Crawler

The crawl endpoint allows you to trigger a crawl of a website and stores the contents in a collection. You can enter a start url or sitemap.

POSThttps://api.scoutos.com/v1/collections/:collection_id/crawl

Crawl Website

This route triggers a crawl of a website and adds the webpage contents to a collection.

Path Params

Name
collection_id
Type
string
Description
The id of the collection to add the webpage contents to.

Required attributes

Name
sites
Type
array
Description
Array of the sites to crawl. It takes an array of objects with the shape:
start_url: string settings?: { "type": "sitemap" } metadata?: object
Settings is optional. Currently you only need to add it if you are scraping using a sitemap. If you are scraping from a sitemap then set the start_url to the sitemap url. Otherwise, we will crawl and discover the urls. Discovery take a bit of time right now, we are working on speeding this up.
You can also add a metadata object to the site object.

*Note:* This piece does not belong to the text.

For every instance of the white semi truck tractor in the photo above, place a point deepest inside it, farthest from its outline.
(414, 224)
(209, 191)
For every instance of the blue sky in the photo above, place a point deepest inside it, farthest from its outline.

This metadata will be added to the site object in the collection.This will allow you to filter by this metadata later when querying the collection.

Request

POST

https://api.scoutos.com/v1/collections/:collection_id/crawl

curl -X POST 'https://api.scoutos.com/v1/collections/:collection_id/crawl' \
--header 'Content-Type: application/json' \
--header 'Authorization: Bearer SECRET_KEY' \
--data-raw '{"sites": [{"start_url": "https://scoutos.com"}]}'

Response

{
 "ok": true
}